After defeating Hagan, Tillis worked to make good on those promises. During his first term in the Senate, he has voted on 15 separate occasions for resolutions to repeal the entirety of Obamacare or parts of it, or on vehicles to set up such votes. In 2017, he supported the GOP’s first real effort to repeal and replace the ACA after Donald Trump became president, voting in favor of all three legislative proposals that would have done away with the law that July. 

During that fight, Tillis warned against accepting Obamacare and building on it—something that his current effort implicitly does. “Trying to fix health care with the Obamacare provisions and the regulatory framework in place—that gives leverage to a failed framework,” said Tillis on a talk radio show in 2017. “There are people, even friends of mine, who say, ‘give up’... We can’t afford to.”

In that interview, Tillis also vowed to vote for repeal “every time it comes to the floor” and called it “foundational to a promise we made to the American people.”

That effort, of course, failed, and Republicans became resigned to living with Obamacare after Democrats took control of the House in 2018. 

Asked by The Daily Beast if the senator’s embrace of planks of Obamacare is consistent with his past stances against using the “underpinnings” and “framework” of the law, a Tillis campaign spokesperson did not respond.

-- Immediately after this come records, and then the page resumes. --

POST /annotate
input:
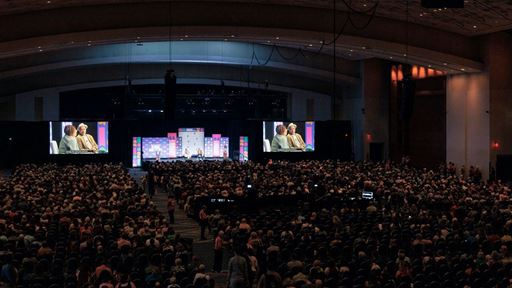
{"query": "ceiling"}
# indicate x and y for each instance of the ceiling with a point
(477, 18)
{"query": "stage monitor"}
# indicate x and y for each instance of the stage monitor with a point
(74, 137)
(288, 136)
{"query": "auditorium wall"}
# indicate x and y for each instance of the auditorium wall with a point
(467, 121)
(498, 51)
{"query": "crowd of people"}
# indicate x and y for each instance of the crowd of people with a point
(423, 228)
(87, 226)
(94, 226)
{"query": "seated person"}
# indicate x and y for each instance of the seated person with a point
(294, 139)
(68, 143)
(280, 141)
(86, 141)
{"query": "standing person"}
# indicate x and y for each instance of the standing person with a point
(203, 221)
(217, 262)
(171, 207)
(238, 276)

The legislation that Tillis is now touting addresses several planks of the ACA that are threatened by the case currently before the Supreme Court, Texas v. California, in which a group of GOP-led states are arguing that the ACA’s individual mandate to purchase insurance is unconstitutional.

Introduced last year, the PROTECT Act would prohibit insurance companies from denying coverage to people on the basis of pre-existing conditions, and would also prohibit them from charging certain populations higher premiums. Many of Tillis’ fellow endangered incumbents, such as Sens. Martha McSally (R-AZ), Joni Ernst (R-IA), and Steve Daines (R-MT) have co-sponsored the law and have pointed to it on the campaign trail as proof that they are not in favor of gutting pre-existing conditions protections.

However, health care experts aligned with institutions around the political spectrum have largely panned the legislation as a “throat-clearing exercise,” as AEI’s Miller put it—a bill not seriously envisioned as a substantive stand-in for the ACA’s protections. 

Several analysts have noted that the PROTECT Act contains major loopholes that would not contribute to meaningful coverage for those with pre-existing conditions.

“In most states, the Tillis bill likely would mean a return to pre-ACA insurer practices, with, for instance, women charged more than men for the same health plan and lifetime limits for tens of millions of people with employer coverage,” wrote Sarah Leuck, an analyst at the left-leaning Center for Budget and Policy Priorities, in an analysis published last year. “Under the bill, a person who has cancer technically could buy a plan and not be charged a higher premium due to the illness. However, his or her benefits could run out because the insurer imposes an annual or lifetime limit, or the plan might not cover the prescription medicines that treat the cancer.”